Conventional oil recovery involves drilling a well and pumping a mixture of oil and water from the well. Oil is separated from the water, and the water is usually injected into a sub-surface formation. Conventional recovery works well for low viscosity oil. However, conventional oil recovery processes do not work well for higher viscosity, or heavy oil.
Enhanced Oil Recovery (EOR) processes employ thermal methods to improve the recovery of heavy oils from sub-surface reservoirs. The injection of steam into heavy oil bearing formations is a widely practiced EOR method. Typically, several tons of steam are required for each ton of oil recovered. Steam heats the oil in the reservoir, which reduces the viscosity of the oil and allows the oil to flow to a collection well. Steam condenses and mixes with the oil, to form an oil-water mixture. The mixture of oil and water is pumped to the surface. Oil is separated from the water by conventional processes employed in conventional oil recovery operations to form produced water.
For economic and environmental reasons it is desirable to recycle the produced water. This is accomplished by treating the produced water, producing a feedwater, and directing the treated feedwater to a steam generator or boiler and producing steam. The complete water cycle includes the steps of:                injecting the steam into an oil bearing formation,        condensing the steam to heat the oil whereupon the condensed steam mixes with the oil to form an oil-water mixture,        collecting the oil-water mixture in a well,        pumping the oil-water mixture to the surface,        separating the oil from the oil-water mixture to form produced water,        treating the produced water to form feedwater for steam generation equipment, and        converting the feedwater into steam having a quality of approximately 70% to 100% for injecting into the oil bearing formation.        
Steam generation equipment can take various forms that generally include either once through steam generators (OTSG) or boilers of various types. However, treating the produced water to form a relatively pure feedwater for steam generation is challenging. In particular, treating the produced water to retard or prevent silica scaling in purification equipment, such as evaporators, and in steam generation equipment is difficult.

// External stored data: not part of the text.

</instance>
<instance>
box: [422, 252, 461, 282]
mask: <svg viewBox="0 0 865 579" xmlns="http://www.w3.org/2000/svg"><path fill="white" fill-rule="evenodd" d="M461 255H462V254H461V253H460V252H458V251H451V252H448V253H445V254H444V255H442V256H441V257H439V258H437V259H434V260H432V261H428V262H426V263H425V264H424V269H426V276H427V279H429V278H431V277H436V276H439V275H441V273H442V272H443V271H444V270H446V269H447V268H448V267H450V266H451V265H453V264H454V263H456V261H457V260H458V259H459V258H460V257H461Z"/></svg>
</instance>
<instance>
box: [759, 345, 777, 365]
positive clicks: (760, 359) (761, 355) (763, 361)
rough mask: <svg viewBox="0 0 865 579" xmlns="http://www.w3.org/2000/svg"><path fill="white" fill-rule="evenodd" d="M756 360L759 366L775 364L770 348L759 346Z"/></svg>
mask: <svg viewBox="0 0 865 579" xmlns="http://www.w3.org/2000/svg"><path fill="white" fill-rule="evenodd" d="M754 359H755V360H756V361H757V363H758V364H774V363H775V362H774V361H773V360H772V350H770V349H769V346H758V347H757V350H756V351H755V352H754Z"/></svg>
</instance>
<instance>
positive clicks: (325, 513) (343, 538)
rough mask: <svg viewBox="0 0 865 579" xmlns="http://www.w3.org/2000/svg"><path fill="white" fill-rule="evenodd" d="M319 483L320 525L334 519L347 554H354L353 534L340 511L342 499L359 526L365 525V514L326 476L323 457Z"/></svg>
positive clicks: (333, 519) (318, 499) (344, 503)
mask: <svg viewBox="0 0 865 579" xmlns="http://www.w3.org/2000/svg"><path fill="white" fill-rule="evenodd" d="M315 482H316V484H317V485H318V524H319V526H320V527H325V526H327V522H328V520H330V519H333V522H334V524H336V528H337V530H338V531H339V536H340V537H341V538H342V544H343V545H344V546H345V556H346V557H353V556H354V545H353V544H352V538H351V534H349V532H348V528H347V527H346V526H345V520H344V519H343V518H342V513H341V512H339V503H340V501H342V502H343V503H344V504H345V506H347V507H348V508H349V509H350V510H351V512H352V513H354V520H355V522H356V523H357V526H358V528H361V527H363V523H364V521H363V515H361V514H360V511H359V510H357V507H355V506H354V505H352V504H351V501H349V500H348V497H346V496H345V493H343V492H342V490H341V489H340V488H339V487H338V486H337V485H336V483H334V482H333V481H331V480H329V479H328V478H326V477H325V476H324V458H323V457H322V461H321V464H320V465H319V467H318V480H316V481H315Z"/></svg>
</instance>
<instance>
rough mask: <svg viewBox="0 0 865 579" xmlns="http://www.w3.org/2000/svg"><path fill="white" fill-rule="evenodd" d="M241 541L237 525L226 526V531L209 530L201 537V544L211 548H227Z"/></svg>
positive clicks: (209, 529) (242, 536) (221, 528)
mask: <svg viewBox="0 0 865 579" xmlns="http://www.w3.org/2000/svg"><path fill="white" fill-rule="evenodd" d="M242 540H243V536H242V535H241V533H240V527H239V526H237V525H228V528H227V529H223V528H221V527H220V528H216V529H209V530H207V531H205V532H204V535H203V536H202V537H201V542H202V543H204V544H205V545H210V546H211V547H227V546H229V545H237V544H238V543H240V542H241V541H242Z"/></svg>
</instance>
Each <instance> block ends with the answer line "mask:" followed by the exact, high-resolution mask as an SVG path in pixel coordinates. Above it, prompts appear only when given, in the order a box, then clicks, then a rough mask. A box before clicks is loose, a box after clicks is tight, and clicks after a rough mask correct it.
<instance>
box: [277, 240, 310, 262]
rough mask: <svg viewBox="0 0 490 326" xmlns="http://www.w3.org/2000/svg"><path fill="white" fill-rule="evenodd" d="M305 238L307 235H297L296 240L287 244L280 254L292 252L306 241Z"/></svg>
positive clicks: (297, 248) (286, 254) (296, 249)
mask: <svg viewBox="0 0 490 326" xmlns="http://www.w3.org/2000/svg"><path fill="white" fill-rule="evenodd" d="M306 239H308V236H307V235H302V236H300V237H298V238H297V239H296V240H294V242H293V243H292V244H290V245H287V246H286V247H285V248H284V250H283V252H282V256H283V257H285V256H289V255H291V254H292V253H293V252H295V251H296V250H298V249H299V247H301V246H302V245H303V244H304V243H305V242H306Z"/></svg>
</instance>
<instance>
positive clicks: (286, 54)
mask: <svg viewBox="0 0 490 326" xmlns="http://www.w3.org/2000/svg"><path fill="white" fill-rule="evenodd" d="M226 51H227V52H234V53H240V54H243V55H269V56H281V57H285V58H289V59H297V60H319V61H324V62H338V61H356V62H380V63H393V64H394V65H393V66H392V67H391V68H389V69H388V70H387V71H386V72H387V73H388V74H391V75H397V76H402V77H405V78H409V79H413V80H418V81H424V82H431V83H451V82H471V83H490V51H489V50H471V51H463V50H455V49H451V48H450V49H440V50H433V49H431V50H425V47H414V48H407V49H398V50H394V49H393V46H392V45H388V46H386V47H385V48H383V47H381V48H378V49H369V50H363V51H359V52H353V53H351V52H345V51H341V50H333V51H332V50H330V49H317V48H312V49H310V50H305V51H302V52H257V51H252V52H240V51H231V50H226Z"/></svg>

Various approaches have addressed silica scaling. It is known that chemically treating water to precipitate silica will reduce the silica concentration to a level that is suitable for use in producing steam using Once Through Steam Generators (OTSG). This process is generally referred to as Warm Lime Softening followed by Ion Exchange. Silica precipitates as very fine crystals that are usually only several microns in size. These fine silica crystals are difficult to economically remove by conventional mechanical separation devices such as deep bed filters, centrifuges, hydrocyclones, and gravity settlers. Another method is to trap the silica precipitates in a magnesium hydroxide and/or calcium carbonate sludge that is created by addition of lime, magnesium oxide, and soda ash. This process has the disadvantage, however, of requiring large quantities of chemicals and producing large quantities of waste sludge. When used in this method, gravity settlers are sensitive to variations in feed chemistry and are easily upset, creating problems for downstream equipment.
It is also known to chemically treat the produced water and subject chemically-treated produced water to an evaporation process that produces a distillate which becomes feedwater to an OTSG or boiler. In particular, it is known to use an evaporator and mechanical vapor compressor to produce the distillate. In this particular approach, the pH of the produced water fed to the evaporator is raised to maintain the solubility of silica. This prevents silica based scales from fouling the evaporator heat transfer surfaces. However, there are drawbacks and disadvantages to this approach as well. The addition of caustic to raise the pH represents a significant operating cost. Mechanical vapor compression evaporators recover typically approximately 95% of the water from the de-oiled produced water. The remaining 5% yields a concentrate stream that is difficult to process. The pH is usually higher than 12, which makes the concentrate stream extremely hazardous. Any attempt to neutralize the stream causes the precipitation of silica solids which are very difficult to separate from the aqueous solution. The neutralization process is also known to release hazardous gases, such as hydrogen sulfide. These systems consequently tend to be expensive to operate and costly to maintain.